#8 - JRL 2009-154 - JRL Home
Rights Activist Slams Medvedev Proposal to Limit Jurisdiction of Jury Courts

MOSCOW. Aug 19 (Interfax) - The head of Russia's oldest human rights organization on Wednesday expressed anxiety over a proposal by President Dmitry Medvedev to limit the jurisdiction of jury-based courts and argued that the jury-based part of the judiciary "exposes the inadequacy of our criminal investigation services."

To remove some categories of crimes from the jurisdiction of jury-based courts "and return them to panels of professional judges means to derail the reform of our judiciary," Lyudmila Alexeyeva, leader of the Moscow Helsinki Group, told Interfax.

Alexeyeva was commenting on a proposal by President Dmitry Medvedev that jury-based courts be barred from some categories of crimes, such as offenses committed by organized crime rings, and that such cases be put under the jurisdiction of courts where the judges make final decisions.

"The jury system exposes the inadequacy of our criminal investigation services. Why do jury-based courts pass acquittal verdicts more often than judges do? Because evidence that is offered by investigators fails to convince juries that the people they are dealing with have truly committed the crime the investigators ascribe to them," Alexeyeva said.

She backed another proposal by Medvedev, a move to ditch the law that prohibits extremism and terrorism cases from being dealt with by a court of a region other than that where such an offense has been committed.
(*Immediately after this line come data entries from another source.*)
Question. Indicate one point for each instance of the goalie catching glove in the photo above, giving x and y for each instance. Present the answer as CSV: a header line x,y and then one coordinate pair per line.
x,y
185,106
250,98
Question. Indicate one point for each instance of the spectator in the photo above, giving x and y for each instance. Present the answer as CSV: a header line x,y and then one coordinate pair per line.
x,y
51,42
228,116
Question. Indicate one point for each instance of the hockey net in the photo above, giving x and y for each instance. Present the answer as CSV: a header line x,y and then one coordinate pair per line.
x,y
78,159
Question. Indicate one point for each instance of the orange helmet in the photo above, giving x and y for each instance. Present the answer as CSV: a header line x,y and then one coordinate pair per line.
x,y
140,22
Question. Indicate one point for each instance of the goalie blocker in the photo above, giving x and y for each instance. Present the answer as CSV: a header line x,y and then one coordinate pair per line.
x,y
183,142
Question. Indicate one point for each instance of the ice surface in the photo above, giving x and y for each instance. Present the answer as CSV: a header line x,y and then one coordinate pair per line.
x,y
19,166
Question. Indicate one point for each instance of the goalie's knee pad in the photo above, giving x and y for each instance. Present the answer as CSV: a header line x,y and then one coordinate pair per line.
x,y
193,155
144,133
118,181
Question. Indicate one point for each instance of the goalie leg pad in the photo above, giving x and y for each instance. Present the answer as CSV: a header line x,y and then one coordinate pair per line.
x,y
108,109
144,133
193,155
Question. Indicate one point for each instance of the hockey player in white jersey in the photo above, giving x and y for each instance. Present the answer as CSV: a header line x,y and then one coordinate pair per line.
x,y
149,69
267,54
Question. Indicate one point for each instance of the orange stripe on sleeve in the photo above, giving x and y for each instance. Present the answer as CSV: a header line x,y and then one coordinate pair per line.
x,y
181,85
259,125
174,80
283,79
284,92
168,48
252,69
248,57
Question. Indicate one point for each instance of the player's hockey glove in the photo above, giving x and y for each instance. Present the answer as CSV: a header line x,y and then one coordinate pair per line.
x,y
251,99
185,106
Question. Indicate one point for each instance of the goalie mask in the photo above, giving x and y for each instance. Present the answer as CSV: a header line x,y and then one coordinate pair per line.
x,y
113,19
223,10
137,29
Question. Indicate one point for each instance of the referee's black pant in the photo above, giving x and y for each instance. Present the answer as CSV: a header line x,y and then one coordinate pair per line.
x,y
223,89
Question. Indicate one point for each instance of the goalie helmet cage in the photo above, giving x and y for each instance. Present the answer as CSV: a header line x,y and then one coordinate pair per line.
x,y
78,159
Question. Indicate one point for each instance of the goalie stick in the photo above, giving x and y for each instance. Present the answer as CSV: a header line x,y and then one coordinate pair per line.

"Regarding changing the territorial jurisdiction of terrorist criminal cases, it is correct. We've been told that in Ingushetia it's hard to form a jury that doesn't consist of relatives or friends. What needs to be done is not to take criminal cases away from jury-based courts but to move a trial from Ingushetia to the Ryazan region and form a jury there, the law permits this," Alexeyeva said.